If you have control over the transformation algorithm, you can instead access the elements in a different order, such as:
// Width w and total size n are already computed, w <= INT_MAX, and n <= PTRDIFF_MAX.
for (ptrdiff_t i = n - w; i >= 0; i -= w) { // i must be SIGNED and wide enough!
    for (int j = 0; j < w; ++j) { // j should have the same signedness as i.
        const auto pixel_ij = *(buffer + i + j);
        /* ... */
You could instead slice the array into rows with std::span or std::ranges::subrange as your slice type, and pass those slices to algorithms that use the range interface.
An alternative using ranges and adapters is to reverse a chunk view, as in Toby Speight’s excellent answer, but instead of collecting the data to a vector, flatten the view.
In a more complicated convolution, you might separately calculate the addresses of two input rows, counting down here and up elsewhere, possibly as array slices or std::span, then iterate over the elements of the two rows in parallel.
Can You Permute in Place?
You can apply the algorithm for reversing an array in place to an array of rows.  That is, you can find the addresses of the rows starting from the top and counting down, and the addresses of the rows starting from the bottom and counting up, swap the two rows element-wise, and stop when the addresses meet in the middle.
Feedback on the Code as Written
Make The Permute Operation a Function
Not only is this better organization that putting everything in main, it lets you chain the returned vector, such as transform(permutePixelRows(getRawImage(camera))).
You might accept the input as a std::vector<double>&& that can be permuted in place, then return the permuted input vector (by move).  Alternatively, it could accept an input range and an output range, and return the output range.
Optimizing with Vector
First, you want to avoid allocating a std::vector off the heap within each iteration of the loop, as in:
    for(int i=0; i < h; ++i){
        vector<double> b;
This slows the loop down immensely and inhibits vectorization. Since each row has the same width, if you need a temporary buffer to hold a row, you can allocate it once before the loop, and overwrite it on each iteration.

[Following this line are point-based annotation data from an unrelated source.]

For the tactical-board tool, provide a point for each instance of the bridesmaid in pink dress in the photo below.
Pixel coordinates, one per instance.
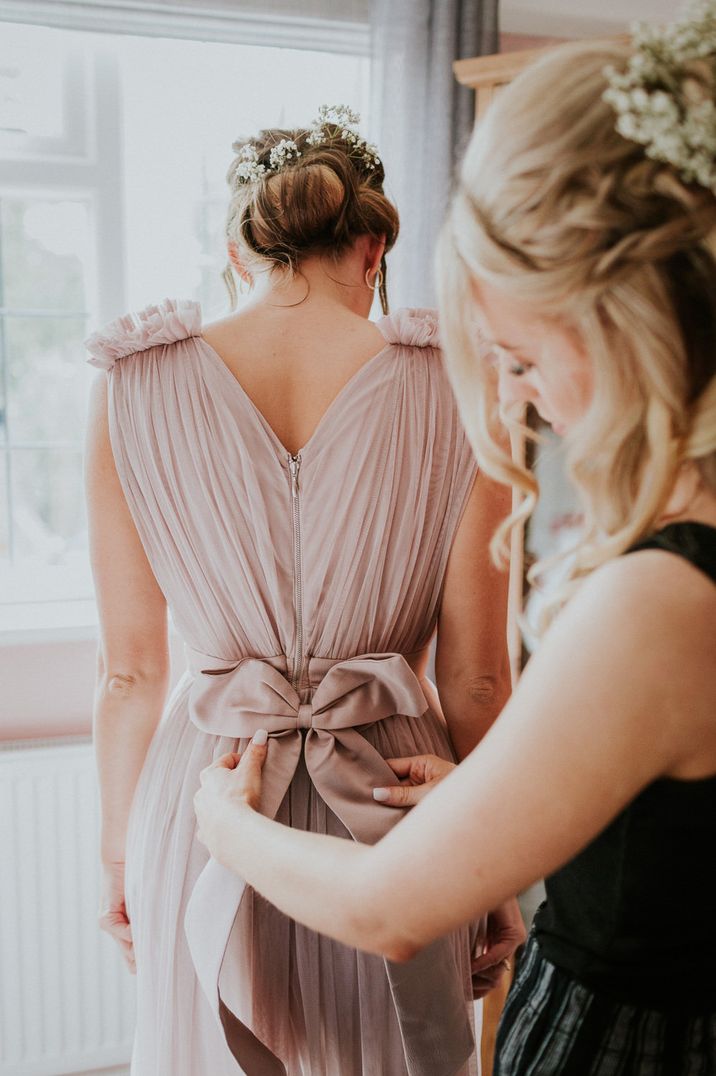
(294, 486)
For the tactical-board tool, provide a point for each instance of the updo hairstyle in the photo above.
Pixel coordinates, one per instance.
(559, 210)
(320, 203)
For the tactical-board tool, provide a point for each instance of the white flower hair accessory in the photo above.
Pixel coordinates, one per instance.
(339, 121)
(248, 169)
(664, 99)
(282, 155)
(334, 122)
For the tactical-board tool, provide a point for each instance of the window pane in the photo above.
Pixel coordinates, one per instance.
(3, 402)
(31, 75)
(4, 508)
(48, 512)
(184, 102)
(47, 379)
(45, 254)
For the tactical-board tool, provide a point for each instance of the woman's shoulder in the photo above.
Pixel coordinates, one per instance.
(411, 327)
(167, 323)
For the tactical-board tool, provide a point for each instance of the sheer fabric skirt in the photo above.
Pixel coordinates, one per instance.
(324, 1008)
(555, 1025)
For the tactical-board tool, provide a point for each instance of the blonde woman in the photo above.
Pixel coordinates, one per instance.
(577, 273)
(294, 484)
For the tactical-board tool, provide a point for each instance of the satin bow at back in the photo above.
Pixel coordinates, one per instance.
(235, 699)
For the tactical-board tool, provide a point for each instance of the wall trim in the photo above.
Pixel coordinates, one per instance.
(200, 23)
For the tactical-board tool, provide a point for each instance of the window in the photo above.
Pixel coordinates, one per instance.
(113, 154)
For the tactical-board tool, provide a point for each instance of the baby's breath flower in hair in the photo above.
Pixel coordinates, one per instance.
(664, 99)
(339, 121)
(283, 154)
(248, 169)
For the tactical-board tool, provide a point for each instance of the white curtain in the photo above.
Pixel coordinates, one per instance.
(422, 119)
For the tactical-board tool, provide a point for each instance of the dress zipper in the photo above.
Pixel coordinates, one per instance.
(294, 467)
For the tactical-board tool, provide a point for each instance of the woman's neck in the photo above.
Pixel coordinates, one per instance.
(690, 499)
(318, 282)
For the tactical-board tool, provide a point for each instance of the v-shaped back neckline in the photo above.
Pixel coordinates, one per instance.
(263, 421)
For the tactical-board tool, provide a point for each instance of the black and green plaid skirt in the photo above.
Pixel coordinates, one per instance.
(552, 1024)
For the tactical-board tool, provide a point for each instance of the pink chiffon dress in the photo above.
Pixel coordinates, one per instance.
(306, 589)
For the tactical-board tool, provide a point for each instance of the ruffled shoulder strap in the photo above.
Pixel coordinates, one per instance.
(411, 327)
(171, 321)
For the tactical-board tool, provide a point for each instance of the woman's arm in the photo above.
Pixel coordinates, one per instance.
(132, 660)
(613, 699)
(472, 664)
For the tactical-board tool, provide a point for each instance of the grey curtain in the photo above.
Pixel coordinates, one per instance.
(421, 119)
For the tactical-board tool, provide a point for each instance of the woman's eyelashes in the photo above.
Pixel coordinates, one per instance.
(519, 367)
(497, 356)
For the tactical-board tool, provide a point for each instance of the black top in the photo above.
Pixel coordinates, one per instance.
(633, 916)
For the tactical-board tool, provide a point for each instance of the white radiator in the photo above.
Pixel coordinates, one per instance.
(66, 996)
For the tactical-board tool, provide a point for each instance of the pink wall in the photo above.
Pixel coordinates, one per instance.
(46, 688)
(515, 42)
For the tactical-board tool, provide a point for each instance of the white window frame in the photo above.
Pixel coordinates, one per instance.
(85, 165)
(69, 640)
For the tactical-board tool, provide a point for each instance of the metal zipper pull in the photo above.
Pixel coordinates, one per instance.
(294, 466)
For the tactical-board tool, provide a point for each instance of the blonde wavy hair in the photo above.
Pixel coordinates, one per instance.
(557, 209)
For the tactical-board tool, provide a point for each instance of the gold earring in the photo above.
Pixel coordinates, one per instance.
(378, 281)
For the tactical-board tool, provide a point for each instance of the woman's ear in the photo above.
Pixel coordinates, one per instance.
(375, 252)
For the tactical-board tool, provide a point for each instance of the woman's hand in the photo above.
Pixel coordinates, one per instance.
(234, 780)
(113, 911)
(418, 774)
(505, 934)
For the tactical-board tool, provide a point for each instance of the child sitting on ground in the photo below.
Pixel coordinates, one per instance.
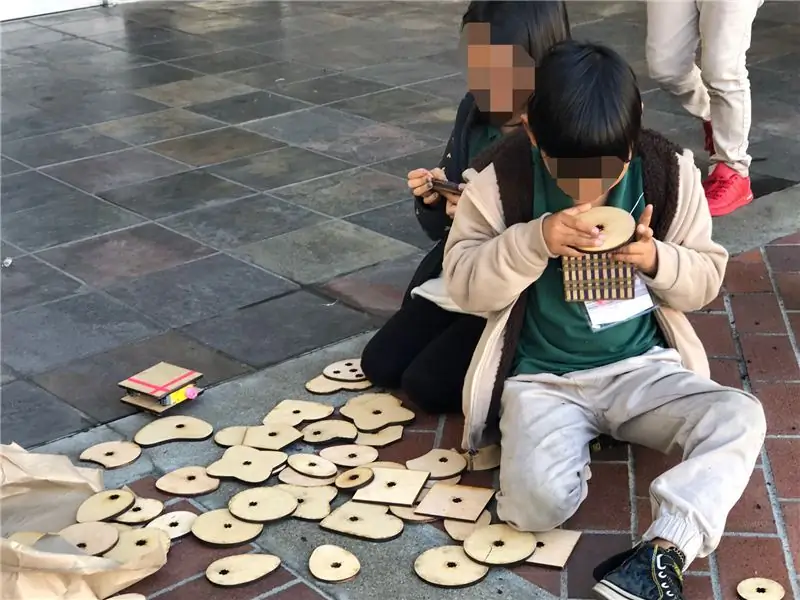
(551, 380)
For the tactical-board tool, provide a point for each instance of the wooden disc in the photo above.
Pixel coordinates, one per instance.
(294, 412)
(220, 528)
(105, 505)
(617, 225)
(176, 524)
(499, 545)
(758, 588)
(261, 505)
(135, 543)
(461, 530)
(142, 511)
(241, 569)
(173, 429)
(354, 479)
(93, 538)
(441, 464)
(350, 455)
(313, 503)
(326, 432)
(333, 564)
(187, 481)
(246, 464)
(448, 567)
(112, 455)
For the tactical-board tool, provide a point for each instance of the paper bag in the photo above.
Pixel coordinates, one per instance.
(42, 492)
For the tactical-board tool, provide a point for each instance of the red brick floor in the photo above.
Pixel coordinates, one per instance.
(751, 334)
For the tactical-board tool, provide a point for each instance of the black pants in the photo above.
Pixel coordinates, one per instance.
(424, 351)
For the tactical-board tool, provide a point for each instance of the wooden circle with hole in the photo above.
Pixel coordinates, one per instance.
(137, 542)
(112, 455)
(440, 463)
(758, 588)
(448, 567)
(92, 538)
(173, 429)
(350, 455)
(105, 505)
(333, 564)
(261, 505)
(187, 481)
(176, 524)
(354, 479)
(220, 528)
(241, 569)
(499, 545)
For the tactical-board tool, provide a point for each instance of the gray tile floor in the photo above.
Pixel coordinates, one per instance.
(220, 184)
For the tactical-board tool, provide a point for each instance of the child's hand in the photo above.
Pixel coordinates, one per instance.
(562, 230)
(642, 252)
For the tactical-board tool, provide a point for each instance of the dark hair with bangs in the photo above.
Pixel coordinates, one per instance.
(587, 103)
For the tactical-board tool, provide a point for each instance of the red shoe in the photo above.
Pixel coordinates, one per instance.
(726, 190)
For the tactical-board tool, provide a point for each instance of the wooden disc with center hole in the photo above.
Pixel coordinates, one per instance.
(499, 545)
(220, 528)
(758, 588)
(448, 567)
(93, 538)
(137, 542)
(461, 530)
(313, 503)
(104, 506)
(294, 412)
(350, 455)
(142, 511)
(333, 564)
(261, 505)
(354, 479)
(112, 455)
(312, 465)
(326, 432)
(176, 524)
(441, 464)
(241, 569)
(173, 429)
(187, 481)
(247, 464)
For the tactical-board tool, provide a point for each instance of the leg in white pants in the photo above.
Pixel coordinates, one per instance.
(649, 400)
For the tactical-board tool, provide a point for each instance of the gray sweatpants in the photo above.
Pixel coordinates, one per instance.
(548, 421)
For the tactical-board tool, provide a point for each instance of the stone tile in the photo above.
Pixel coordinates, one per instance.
(243, 221)
(130, 254)
(346, 193)
(201, 89)
(279, 168)
(343, 136)
(67, 145)
(199, 290)
(115, 170)
(174, 194)
(54, 419)
(247, 107)
(29, 282)
(154, 127)
(39, 339)
(293, 324)
(320, 252)
(217, 146)
(91, 384)
(72, 218)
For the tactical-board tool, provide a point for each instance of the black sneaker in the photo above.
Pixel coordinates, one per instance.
(649, 573)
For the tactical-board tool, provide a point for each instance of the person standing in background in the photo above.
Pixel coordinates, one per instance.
(718, 92)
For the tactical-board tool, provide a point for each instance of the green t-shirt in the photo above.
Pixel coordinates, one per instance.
(556, 336)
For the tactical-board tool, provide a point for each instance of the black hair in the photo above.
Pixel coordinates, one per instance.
(587, 103)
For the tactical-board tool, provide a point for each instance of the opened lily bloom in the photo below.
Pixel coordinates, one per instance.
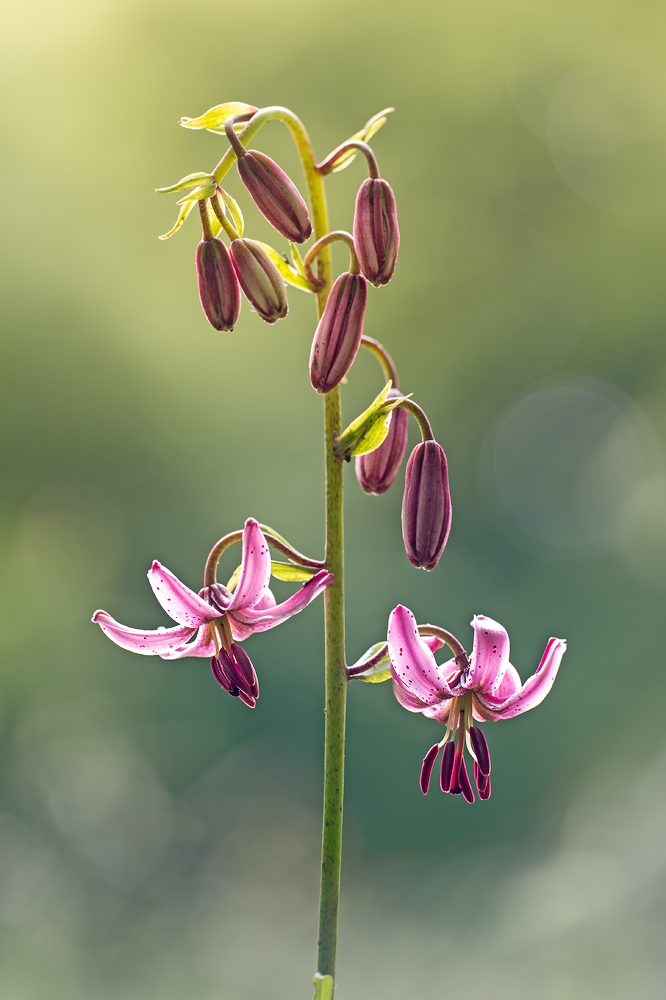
(217, 618)
(462, 691)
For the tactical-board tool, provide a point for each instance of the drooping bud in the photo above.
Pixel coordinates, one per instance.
(275, 195)
(260, 279)
(233, 671)
(447, 767)
(218, 285)
(338, 335)
(376, 233)
(426, 505)
(427, 766)
(377, 470)
(480, 748)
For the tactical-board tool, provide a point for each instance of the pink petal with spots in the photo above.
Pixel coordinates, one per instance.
(179, 602)
(260, 620)
(203, 645)
(490, 656)
(255, 568)
(413, 665)
(536, 687)
(147, 642)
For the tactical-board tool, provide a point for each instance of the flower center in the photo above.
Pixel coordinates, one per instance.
(231, 666)
(460, 733)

Consider taking the output buffer as a parameter (possibly std::span<double>, which can alias any array-like contiguous data structure, or you could make it a template for any output range that supports std::begin(dest) and std::end(dest)).  This lets the caller fill any range of memory it owns.
If you stick with creating your own std::vector to hold the output data, it is faster than push_back to resize to the known final size, obtaining an initialized output buffer, and copy or move the input data to the correct offsets within the output buffer.
In 2025, inserting one element at a time at the end causes compilers to actually call the non-trivial push_back code each time, and copying to a pre-allocated output buffer does not.  If you must build your output as you go, at least copy a row of data at a time to minimize the number of bounds checks.  This is explicitly what Toby Speight’s excellent solution (which is very easy on the eyes) does.
However, you could also use the access pattern in the first code sample to fill an empty std::vector in order, which could give you simple code.
However you do, you probably want to call shrink_to_fit before you return, since you almost certainly will not be appending any more elements to the buffer.